5. Resource Usage Analysis
Comparing Friday’s load with normal days showed overall CPU and I/O usage remained within normal ranges across all four nodes.
5. Fault Cause Analysis
5.1 Checkpoint Incompletion
Initial suspicion fell on the archive log directory, but space and read/write checks were fine. The dump was then examined for deeper clues.
5.2 System Dump Findings
Four blocking sources were identified:
Two sequence objects (SEQ_LNCH_XXXX_TRIGID and SEQ_LNCH_XXXX_TRIGLOGID) waiting on row cache locks, indicating data‑dictionary contention.
An INSERT statement blocker holding a session on node 2 (LGWR process) waiting for log file switch (checkpoint incomplete).

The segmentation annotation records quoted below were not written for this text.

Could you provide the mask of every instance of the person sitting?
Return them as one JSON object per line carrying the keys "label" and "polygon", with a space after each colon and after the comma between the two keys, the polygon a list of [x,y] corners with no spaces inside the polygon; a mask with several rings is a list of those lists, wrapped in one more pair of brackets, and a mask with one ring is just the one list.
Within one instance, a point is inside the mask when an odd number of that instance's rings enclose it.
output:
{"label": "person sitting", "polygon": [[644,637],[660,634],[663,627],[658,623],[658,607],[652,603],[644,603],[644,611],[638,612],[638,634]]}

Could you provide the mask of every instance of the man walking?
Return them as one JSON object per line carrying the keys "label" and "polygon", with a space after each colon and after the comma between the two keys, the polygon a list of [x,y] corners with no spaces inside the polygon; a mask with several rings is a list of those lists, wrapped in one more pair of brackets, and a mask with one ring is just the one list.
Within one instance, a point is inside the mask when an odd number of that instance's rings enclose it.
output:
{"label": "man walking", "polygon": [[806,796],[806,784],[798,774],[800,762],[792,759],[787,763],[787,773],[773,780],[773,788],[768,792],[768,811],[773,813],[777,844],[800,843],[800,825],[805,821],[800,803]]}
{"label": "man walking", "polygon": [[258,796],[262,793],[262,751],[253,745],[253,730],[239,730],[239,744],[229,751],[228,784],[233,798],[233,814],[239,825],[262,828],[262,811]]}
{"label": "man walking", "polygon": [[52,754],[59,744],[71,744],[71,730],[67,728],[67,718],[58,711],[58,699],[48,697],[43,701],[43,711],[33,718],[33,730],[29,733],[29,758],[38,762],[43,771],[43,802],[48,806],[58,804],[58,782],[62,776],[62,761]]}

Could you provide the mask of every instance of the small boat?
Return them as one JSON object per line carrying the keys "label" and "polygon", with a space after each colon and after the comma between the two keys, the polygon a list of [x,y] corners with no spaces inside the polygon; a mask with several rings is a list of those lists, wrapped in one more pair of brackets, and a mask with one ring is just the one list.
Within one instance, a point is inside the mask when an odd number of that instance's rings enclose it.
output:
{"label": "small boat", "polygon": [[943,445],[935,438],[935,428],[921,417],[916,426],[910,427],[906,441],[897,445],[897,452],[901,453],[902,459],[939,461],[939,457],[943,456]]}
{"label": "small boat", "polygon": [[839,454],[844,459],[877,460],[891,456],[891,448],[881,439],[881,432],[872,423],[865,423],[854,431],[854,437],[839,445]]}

UPDATE statements blocked while waiting for log switch completion.
The log‑switch checkpoint, initiated by CKPT, requires LGWR to read the control file to obtain the checkpoint queue.
Analysis showed DBWR processes reported ‘rdbms ipc message’ (idle), suggesting the system believed no dirty buffers existed, yet the dump revealed a dirty block queue containing an index object (IDX_HQMHLCD_RZ_1) linked to table UDP_PROD31.QFCHL_XXXXACTION_LOG.
Further log inspection showed the index’s related SQL statements suffered GC current request and GC CR multi‑block request waits, confirming heavy contention.
The index was a large, fragmented local partition index created in 2013 and accessed concurrently by nodes 3 and 4.
Cross‑node access to this index triggered Oracle bug 16344544, which can cause deadlock and hang in RAC environments when ‘gc current request’ and ‘gc cr multi‑block request’ contend.
The bug affects Oracle versions 11.2.0.3 and 11.2.0.4 (and earlier than 12.1); no patch exists, only a workaround by setting the hidden parameter _gc_bypass_readers=FALSE.
6. Solution
Rebuild index IDX_HQMHLCD_RZ_1 to reduce fragmentation and improve access efficiency.
Isolate application workloads to avoid cross‑node access that triggers GC contention.
Set hidden parameter _gc_bypass_readers=FALSE after thorough testing before production rollout.
The team first rebuilt the index and then proceeded with application isolation, which fully resolved the issue.
7. Outcome
After applying the index rebuild and isolation measures, the database returned to normal operation with no further hangs. The three‑week investigation demonstrated the value of systematic fault analysis and collaboration among DBA teams.